Cross-Cultural Flirting

So, after five years or so Sir Rantalot has been cast back into the dating pool. At this point he’s staying in the shallow end, jumping around trying to get his ankles wet. The thing is, the dating scene has changed. Even if it’s only in the way the furniture shrinks as you grow up. Soon enough your Rant-writing protagonist will be thrust into a new world, one he has never experienced before. A world in which he is single, gainfully employed, and no longer wrapped in the snuggly confines of academia. (How in the world do you meet women out side of school?) But these are issues for later, say, May. The issue today is cross-cultural flirting. (Exit third person narrative)

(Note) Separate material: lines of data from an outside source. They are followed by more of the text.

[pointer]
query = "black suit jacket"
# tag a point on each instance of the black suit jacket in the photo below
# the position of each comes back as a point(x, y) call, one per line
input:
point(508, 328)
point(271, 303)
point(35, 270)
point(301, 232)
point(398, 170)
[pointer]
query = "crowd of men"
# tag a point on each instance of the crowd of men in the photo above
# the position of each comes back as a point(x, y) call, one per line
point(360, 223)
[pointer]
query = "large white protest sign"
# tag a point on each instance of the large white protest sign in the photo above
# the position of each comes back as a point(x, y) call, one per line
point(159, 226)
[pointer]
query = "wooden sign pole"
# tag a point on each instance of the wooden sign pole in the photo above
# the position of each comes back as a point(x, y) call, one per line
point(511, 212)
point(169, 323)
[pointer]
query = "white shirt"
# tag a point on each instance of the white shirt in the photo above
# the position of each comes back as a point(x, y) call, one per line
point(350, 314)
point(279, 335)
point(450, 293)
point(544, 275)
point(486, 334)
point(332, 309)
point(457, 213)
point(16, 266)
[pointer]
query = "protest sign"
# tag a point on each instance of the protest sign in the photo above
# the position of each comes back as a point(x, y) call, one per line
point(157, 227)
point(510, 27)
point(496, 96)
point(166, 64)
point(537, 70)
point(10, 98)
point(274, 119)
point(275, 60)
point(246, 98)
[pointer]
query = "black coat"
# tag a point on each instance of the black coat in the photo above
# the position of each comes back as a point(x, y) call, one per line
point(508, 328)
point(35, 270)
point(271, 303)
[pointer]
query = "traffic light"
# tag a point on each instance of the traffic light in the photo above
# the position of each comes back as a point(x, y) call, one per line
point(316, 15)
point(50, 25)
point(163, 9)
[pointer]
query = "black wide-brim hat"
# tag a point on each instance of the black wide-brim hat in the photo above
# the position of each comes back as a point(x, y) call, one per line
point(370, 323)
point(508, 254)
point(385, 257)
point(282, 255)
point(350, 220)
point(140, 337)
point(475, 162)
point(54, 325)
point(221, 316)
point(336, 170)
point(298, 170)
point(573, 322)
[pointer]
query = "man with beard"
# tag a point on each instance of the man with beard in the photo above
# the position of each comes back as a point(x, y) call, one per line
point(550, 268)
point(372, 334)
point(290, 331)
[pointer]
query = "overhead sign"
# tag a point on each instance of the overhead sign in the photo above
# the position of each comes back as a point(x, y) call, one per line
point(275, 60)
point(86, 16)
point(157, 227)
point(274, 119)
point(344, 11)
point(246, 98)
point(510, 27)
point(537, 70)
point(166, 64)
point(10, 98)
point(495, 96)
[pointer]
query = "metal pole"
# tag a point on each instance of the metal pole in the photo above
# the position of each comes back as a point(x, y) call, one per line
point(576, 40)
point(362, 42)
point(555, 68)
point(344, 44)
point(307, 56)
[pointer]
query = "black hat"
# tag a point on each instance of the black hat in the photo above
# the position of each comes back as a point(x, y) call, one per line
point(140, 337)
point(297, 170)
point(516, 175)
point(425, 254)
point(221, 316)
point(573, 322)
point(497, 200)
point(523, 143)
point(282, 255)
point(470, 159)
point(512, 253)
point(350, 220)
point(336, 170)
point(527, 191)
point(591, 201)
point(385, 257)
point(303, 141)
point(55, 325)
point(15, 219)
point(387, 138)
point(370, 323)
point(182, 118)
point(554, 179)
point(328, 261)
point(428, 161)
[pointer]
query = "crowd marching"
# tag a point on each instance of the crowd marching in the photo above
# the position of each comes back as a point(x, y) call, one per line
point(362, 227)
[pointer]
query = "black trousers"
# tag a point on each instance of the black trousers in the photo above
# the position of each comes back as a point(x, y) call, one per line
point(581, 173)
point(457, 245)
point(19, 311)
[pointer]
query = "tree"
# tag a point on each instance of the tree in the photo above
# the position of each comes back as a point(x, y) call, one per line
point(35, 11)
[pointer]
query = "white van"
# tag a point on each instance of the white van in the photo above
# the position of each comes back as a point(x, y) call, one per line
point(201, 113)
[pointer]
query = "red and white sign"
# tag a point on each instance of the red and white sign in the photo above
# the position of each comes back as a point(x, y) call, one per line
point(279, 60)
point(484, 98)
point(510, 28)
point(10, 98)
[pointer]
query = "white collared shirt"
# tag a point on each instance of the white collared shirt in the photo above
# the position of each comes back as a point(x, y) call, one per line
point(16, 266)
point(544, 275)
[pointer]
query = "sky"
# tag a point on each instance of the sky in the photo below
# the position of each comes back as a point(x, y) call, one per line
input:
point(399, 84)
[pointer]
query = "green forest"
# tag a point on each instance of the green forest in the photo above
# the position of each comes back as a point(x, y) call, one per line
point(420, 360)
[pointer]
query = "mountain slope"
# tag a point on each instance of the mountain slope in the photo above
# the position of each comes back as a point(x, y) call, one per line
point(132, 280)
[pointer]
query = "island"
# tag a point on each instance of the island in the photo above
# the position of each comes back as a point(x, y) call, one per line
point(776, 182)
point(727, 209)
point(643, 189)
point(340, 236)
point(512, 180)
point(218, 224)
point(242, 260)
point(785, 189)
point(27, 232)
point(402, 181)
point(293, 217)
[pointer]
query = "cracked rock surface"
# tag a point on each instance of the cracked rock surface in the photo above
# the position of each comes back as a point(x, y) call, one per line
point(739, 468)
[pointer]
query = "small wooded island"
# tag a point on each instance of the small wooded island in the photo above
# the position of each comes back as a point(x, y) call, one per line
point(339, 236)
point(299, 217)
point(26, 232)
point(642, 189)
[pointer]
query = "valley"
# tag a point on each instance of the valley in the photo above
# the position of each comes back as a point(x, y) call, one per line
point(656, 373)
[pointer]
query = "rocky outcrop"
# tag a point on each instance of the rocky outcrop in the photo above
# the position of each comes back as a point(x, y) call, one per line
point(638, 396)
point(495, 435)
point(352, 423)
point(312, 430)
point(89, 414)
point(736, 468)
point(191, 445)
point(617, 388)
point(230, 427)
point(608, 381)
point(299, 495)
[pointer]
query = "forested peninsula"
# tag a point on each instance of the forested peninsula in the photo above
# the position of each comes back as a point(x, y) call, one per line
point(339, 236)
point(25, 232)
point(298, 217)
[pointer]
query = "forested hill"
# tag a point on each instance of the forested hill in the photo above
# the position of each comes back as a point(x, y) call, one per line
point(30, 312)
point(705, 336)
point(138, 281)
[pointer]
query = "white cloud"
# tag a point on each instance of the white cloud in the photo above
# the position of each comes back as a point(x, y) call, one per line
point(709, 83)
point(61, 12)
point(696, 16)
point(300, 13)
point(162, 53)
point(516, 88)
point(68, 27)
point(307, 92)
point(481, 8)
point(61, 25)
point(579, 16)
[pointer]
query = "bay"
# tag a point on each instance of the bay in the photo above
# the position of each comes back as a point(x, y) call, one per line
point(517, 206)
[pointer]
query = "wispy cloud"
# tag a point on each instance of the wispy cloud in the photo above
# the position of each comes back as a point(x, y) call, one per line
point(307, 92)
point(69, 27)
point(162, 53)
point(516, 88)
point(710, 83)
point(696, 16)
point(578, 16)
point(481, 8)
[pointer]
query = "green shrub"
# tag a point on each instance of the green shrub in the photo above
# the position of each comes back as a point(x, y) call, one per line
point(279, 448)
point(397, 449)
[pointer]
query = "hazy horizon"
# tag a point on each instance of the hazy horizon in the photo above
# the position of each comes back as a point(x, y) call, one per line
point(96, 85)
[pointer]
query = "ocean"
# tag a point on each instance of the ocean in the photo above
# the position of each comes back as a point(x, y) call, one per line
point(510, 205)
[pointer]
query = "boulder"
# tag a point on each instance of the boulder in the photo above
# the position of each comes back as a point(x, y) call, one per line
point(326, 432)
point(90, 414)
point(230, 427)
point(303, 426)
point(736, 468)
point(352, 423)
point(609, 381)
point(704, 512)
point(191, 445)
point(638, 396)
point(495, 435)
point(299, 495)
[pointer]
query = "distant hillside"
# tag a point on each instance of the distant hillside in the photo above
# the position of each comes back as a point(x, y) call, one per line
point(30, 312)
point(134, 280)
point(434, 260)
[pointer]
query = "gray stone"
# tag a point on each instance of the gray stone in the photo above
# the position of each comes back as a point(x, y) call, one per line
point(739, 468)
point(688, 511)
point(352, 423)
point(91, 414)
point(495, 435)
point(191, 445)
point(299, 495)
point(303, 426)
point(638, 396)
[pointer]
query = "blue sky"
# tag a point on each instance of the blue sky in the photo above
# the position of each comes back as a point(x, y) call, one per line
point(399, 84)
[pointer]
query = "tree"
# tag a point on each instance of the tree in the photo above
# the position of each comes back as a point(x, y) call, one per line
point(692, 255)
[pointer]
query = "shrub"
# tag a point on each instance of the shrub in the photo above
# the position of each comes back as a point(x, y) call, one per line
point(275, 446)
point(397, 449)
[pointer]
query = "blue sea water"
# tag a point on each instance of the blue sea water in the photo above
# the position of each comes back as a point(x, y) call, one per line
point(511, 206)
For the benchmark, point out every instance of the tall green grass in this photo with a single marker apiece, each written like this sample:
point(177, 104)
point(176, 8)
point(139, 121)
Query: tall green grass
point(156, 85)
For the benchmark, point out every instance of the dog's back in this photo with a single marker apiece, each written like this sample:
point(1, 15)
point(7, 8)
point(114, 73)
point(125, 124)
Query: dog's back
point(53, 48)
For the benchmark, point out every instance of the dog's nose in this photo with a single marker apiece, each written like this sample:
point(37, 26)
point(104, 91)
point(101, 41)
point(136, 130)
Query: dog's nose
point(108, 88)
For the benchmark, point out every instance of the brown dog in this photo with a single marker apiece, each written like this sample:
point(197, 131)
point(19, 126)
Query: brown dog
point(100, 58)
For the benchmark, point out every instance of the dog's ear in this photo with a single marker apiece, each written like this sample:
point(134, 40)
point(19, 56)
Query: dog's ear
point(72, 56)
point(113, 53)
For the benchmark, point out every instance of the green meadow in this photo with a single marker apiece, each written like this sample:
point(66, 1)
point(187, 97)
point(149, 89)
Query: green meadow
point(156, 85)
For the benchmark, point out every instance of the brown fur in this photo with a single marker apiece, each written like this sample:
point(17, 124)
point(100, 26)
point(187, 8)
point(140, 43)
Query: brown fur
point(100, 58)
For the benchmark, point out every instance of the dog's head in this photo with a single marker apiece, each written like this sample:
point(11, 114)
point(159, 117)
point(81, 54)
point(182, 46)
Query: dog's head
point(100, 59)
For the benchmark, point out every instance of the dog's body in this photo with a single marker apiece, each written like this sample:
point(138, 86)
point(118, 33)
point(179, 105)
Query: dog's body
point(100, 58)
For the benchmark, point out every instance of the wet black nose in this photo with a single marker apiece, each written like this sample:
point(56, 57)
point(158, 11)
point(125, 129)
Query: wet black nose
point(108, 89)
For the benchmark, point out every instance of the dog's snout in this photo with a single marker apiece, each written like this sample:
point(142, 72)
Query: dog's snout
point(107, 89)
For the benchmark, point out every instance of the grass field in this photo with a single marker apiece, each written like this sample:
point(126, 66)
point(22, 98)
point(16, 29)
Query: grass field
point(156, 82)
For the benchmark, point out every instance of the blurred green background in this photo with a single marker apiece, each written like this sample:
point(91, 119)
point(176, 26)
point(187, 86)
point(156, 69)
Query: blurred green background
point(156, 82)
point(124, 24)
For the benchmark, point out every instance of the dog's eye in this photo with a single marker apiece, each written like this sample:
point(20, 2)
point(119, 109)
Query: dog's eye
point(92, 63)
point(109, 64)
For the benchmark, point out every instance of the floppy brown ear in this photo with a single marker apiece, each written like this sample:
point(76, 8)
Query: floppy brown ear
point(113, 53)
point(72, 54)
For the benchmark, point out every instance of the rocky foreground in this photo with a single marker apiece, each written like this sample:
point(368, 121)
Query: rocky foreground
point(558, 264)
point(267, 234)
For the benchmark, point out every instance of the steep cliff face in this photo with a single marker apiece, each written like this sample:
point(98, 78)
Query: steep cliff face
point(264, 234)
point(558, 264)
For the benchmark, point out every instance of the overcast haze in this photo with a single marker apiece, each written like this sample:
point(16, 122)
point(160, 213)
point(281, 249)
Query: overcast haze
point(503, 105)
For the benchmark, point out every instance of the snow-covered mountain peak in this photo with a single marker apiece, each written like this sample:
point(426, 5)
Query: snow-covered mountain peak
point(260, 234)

Washington DC is in fact an incredibly diverse place. I know what you’re thinking, “But Sir Rantalot, you are also from an incredibly diverse place, what’s the problem?” The problem my friend is that in Berkeley diversity is celebrated. In Berkeley even the white people dis on the powers that be, namely, other white people. But DC, indeed the whole East Coast from what I can figure is very different. For example, in California there is a feeling of solidarity between Latin Americans. Out here the Puerto Ricans Dominicans and Cubans see each other as unwanted step-siblings having to share the same bedroom. So what happens when a naïve Puerto Rican kid from CA tries to chat up a conservative Cuban gal from Miami? Well, he makes some witty remarks about racist white people only to find that the gal in question identifies more as White than anything else. Ah-ha! Though I had heard about Republican Cuban expatriates I had never actually met any. Still, at least that one was in my native tongue

The differences are even more pronounced when you find yourself flirting with people who come from an entirely different socio-linguistic background. Being bilingual greatly increases the number of people you can flirt with. Or so I thought. I recently realized that while I can be humorous, and charming in my native language, I’m not so clever in my second. I’ve never flirted in my second language., they just don’t teach that in school. I’ve always followed Anita’s advice form West Side Story, I’ve stuck to my own kind. The issue I’ve encountered recently is one of modality. What happens when the glances, and brief moments of eye contact that are a staple of North American spoken language flirting are an integral linguistic feature in the language of the person you’re flirting with? In my second language eye contact is how you initiate conversation, eye contact is in fact required for communication, it’s the opening signal to any exchange. So what happens when you’re just trying to make that subtle connection from across the room, or you want to steal a private moment in the middle of a group conversation? The effect is the same as if you leaned over to the other person and offered a non-sequitus “So, uh….” Followed by no other remarks. In a group situation eye contact during a group conversation is an interruption. After a couple of these you are reduced to the status of babbling idiot.

Trying to overcome these nuances is a fascinating exercise. Never mind that I don’t even know how far I’d want to take things if ever my flirting proved successful. At this point, after the safety and security of back-to-back long-term relationships I must admit to some apprehension at the idea of waking up with someone new. I had a point when I started this. I think it had to do with not knowing how the hell to meet women outside of school. Yes. That was it. At school you have at least one thing in common with everyone around you. Also, you have a high concentration of prospects in a confined space. Out there in the real world everything gets more complicated. Good luck to us all.